The Executed
Seán Heuston
Seán Heuston (1891-1916) was born at 24 Lower Gloucester Street, Dublin, the son of John Heuston, a clerk, and Maria McDonald. He was educated to intermediate grade by the Christian Brothers at O’Connell’s Schools on North Richmond Street. At the age of seventeen he joined the Great Southern and Western Railway Company as a clerk and was stationed in Limerick for six years. He joined Fianna Éireann, the scouting club for boys revived by Bulmer Hobson and Countess Markievicz in August 1909. He organised an extremely active branch in Limerick which eventually had a membership of 250 boys. He devoted most of his spare time to the organisation: lecturing, drilling, marching and promoting a high level of proficiency in the boys under his command.
In 1913 he was transferred to Dublin by the GSWR and assigned to the traffic manager’s office at Kingsbridge railway station (now Heuston station). He continued his work with Fianna Éireann where he met Con Colbert and Liam Mellows, both prominent in the organisation. He was given command of a branch in the north side of the city based in Hardwick Hall. He was promoted vice-commandant of the Dublin Brigade and also became director of training. Colbert and Patrick Pearse engaged him for Saint Enda’s, where he provided training in drill and musketry for the students. On the occasion of the landing of arms at Howth in July 1914, he led a contingent of Fianna, bringing a consignment of guns safely back to Dublin in a trek-cart.

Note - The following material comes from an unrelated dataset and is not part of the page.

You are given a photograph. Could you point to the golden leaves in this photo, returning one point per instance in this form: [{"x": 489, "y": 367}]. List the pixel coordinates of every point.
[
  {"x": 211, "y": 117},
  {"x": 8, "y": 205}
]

Heuston joined the Irish Volunteers soon after their formation in November 1913, eventually becoming a captain in Ned Daly’s 1st Battalion. He worked hard with his company, organising marches and field manoeuvres, fostering a spirit of commitment and camaraderie, and procuring arms and equipment by purchase and any other means at his disposal. On Easter Monday he was assigned command at the Mendicity Institution, a building on the south side of the river Liffey, to the west of the Four Courts where Daly and the 1st Battalion were based. Heuston’s function was to control the route between the Royal Barracks (later Collins Barracks, now the National Museum of Ireland) and the Four Courts for some hours so that Daly and the remainder of the 1st Battalion would have time to settle in. In the event, Heuston and his force of less than 30 men held out for over two days. Surrounded and in a hopeless situation, Heuston surrendered on Wednesday to save the lives of his men.
Seán Heuston was tried by court-martial and sentenced to death. He was executed on 8 May. At twenty-five years and two months, he was the youngest of those executed. He was unmarried. He was survived by his mother and his brother Michael, then a student for the priesthood at the Dominican Priory, Tallaght.